Oct. 31 (Bloomberg) -- Eight leading managers of money-market mutual funds urged the U.S. Securities and Exchange Commission to alter the way it defines retail funds in proposed new rules for the industry.
The companies, including Fidelity Investments in Boston and New York-based BlackRock Inc., urged the commission in a letter today to limit ownership of retail funds to “natural persons,” typically those with a social security number. The SEC has proposed that only funds restricting daily redemptions to $1 million be classified as retail.
The definition is important because retail funds, along with those that invest only in debt backed by the U.S. government, would be exempt from the most transformative rule proposed for money funds in the commission’s effort to make them safer. Institutional funds eligible to invest in corporate and municipal debt would be forced to abandon their traditional $1 share price in favor of a floating value.

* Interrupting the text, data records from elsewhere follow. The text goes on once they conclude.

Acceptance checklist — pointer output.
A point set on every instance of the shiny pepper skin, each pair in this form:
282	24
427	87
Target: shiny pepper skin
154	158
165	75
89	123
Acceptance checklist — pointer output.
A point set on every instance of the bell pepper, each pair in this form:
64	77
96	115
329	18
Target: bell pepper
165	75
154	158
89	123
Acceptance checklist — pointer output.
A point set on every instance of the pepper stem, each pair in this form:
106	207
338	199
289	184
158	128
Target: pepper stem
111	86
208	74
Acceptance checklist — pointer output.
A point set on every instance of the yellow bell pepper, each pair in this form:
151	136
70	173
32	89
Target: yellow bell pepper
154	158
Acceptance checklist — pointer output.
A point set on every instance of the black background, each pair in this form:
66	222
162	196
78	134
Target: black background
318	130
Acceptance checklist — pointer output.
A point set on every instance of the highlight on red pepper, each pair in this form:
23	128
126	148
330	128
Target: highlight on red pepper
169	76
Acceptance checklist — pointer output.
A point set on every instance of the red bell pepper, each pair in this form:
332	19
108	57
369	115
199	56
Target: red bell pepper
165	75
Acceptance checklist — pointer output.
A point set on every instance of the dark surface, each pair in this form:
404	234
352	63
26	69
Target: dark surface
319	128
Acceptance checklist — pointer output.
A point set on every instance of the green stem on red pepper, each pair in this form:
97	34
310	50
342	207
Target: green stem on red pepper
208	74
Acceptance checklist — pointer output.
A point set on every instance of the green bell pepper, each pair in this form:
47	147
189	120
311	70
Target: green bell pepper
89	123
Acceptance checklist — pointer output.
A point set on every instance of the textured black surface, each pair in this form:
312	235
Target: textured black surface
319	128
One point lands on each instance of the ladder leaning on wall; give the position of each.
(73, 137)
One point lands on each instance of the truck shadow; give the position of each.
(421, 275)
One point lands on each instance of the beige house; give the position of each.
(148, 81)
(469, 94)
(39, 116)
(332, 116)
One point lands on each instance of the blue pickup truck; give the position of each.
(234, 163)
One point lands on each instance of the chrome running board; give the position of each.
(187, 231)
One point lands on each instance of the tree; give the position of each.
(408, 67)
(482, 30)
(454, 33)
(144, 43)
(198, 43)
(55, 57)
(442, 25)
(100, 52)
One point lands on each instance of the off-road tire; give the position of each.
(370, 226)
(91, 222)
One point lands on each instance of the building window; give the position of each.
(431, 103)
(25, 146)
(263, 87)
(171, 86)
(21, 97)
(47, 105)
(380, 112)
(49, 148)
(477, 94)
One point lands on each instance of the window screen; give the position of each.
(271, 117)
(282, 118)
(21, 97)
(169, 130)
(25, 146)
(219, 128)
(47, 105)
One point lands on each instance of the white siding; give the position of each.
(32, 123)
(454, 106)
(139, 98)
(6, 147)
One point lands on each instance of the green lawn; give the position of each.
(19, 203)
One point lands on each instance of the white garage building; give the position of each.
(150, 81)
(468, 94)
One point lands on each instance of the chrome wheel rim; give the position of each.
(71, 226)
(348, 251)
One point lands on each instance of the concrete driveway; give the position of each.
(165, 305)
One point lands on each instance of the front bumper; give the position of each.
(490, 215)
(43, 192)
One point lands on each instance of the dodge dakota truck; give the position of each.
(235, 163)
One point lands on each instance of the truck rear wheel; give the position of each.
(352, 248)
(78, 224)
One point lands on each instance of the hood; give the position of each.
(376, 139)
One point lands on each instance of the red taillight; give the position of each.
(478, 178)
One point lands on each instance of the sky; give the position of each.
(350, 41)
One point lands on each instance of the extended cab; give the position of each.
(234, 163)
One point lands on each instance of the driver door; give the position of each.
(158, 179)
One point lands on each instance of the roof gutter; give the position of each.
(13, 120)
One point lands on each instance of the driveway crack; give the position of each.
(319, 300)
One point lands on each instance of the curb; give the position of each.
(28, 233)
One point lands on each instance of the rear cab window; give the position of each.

“The proposed daily redemption limit would be burdensome to implement for both funds and third-party intermediaries, resulting in significant costs and operational complexity,” the companies wrote in the letter. “We believe that there is a simpler and more cost effective way to achieve the Commission’s goal of providing an exemption for retail investors.”
Vanguard Group Inc., Invesco Ltd., Legg Mason Inc., T. Rowe Price Group Inc., Northern Trust Corp. and Wells Fargo & Co. also signed the letter.
A push to make money funds more stable began after the Sept. 2008 collapse of the $62.5 billion Reserve Primary Fund, whose closing triggered a wider run on money funds, helping to freeze global credit markets.